Samstag, 25. September 2010

Arbeitsjournal 5

Wir setzten uns am letzten Dienstag wieder in die Mensa. Doch diesmal würde alles beginnen. Wir würden nun unsere ersten Zeilen schreiben! Ich war aufgeregt und ich gebe zu, dass ich so meine Bedenken hatte.
Was, wenn wir uns nicht einigen könnten? Was, wenn wir merkten, dass wir zu wenig hatten? Ausserdem hatte ich ein wenig Angst vor dem Begriff "Reportage". Natürlich, wir hatten uns einen ganzen Morgen mit dem Textaufbau und Stil beschäftigt; unsere damaligen Reportagen wurden analysiert und man sagte uns, was man verbessern könnte und was nicht in eine Reportage gehörte. Aber das war lange her, ich hätte mir eine auffrischung gewünscht.(Um ein wieder ein wenig ins Thema zu finden, besprachen wir vor dem schreiben noch einmal, was uns in Erinnerung geblieben war, doch es blieben offene Fragen zurück.)
Vor allem machte ich mir Gedanken über die Beschreibung. Ich habe bereits im letzten Arbeitsjournal erwähnt, wie heftig uns die Beschreibung ans Herz gelegt worden war. Nun fragte ich mich: Wie weit reicht denn das?
Darf ich schreiben: "Die Frau hatte rote Haare",?-Oder musste ich schreiben: "Die Haare besassen den Farbton einer reifen Tomate", ?
Ich überlegt mir weiter, dass wenn ich tatsächlich die zweite Variante verwenden müsste, dass sich dann Beschreibungen bis ins Unendliche ziehen können! Ich war verwirrt und ich wusste nicht mehr recht, was ich nun durfte bzw. sollte, und was nicht.
Der Hintergedanke etwas falsches zu machen blieb die ganze Zeit als wir schrieben.
Immer wieder fragte ich Cristiana, nachdem sie mir einen Satz präsentiert hatte, der wirklich zutreffend war und mir auch sehr gefiel: "Aber, dürfen wir das schreiben?- Meinst du nicht wir müssen es umschreiben, ist da nicht zu viel Information gegeben?"

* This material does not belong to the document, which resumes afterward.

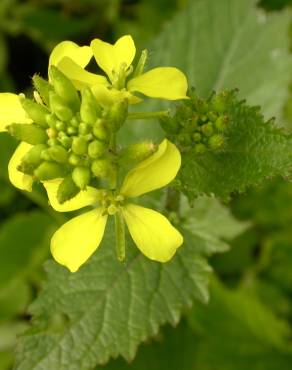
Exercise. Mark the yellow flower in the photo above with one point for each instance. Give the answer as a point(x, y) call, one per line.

Ehrlich gesagt war ich nicht sehr glücklich mit diesem Hintergedanken schreiben zu müssen. Ich will eine möglichst gute Reportage schreiben. Erstens, weil ich eigentlich immer genau das als Beruf machen wollte, und zweitens, weil ich nicht einen allzu tollen Schnitt im Arbeitsjournal habe, mir also keine schlechte Note erlauben darf und will.

Ich weiss nicht wie es anderen ergangen ist, aber ich fühlte mich schon ein bisschen ins kalte Wasser geworfen, wenn man bedenkt, dass eine Reportage zu verfassen keines Wegs eine einfache Aufgabe ist!

Die zweite Schwierigketi war, dass wir zu zweit waren.
Ich schrieb bereits im ersten Arbeitsjournal, dass ich zuerst allein arbeiten wollte, entschied mich schlussendlich aber dagegen, da ich mir die Arbeit allein viel langweiliger vorstellte, und ich mir ein besseres Resultat erhoffte, wenn zwei Personen Ideen und Stil vereinen.

Letzteres wurde zur Schwierigkeit.
Ich traute mich beinahe nicht einen Satz einzutippen, ohne Cristiana nicht mindestens zweimal zu fragen, ob es so nun gut ist. Es ist nicht einfach zusammen zu schreiben, weil man immer glaubt, dem anderen gefällt es so nicht, oder er hätte es lieber anders.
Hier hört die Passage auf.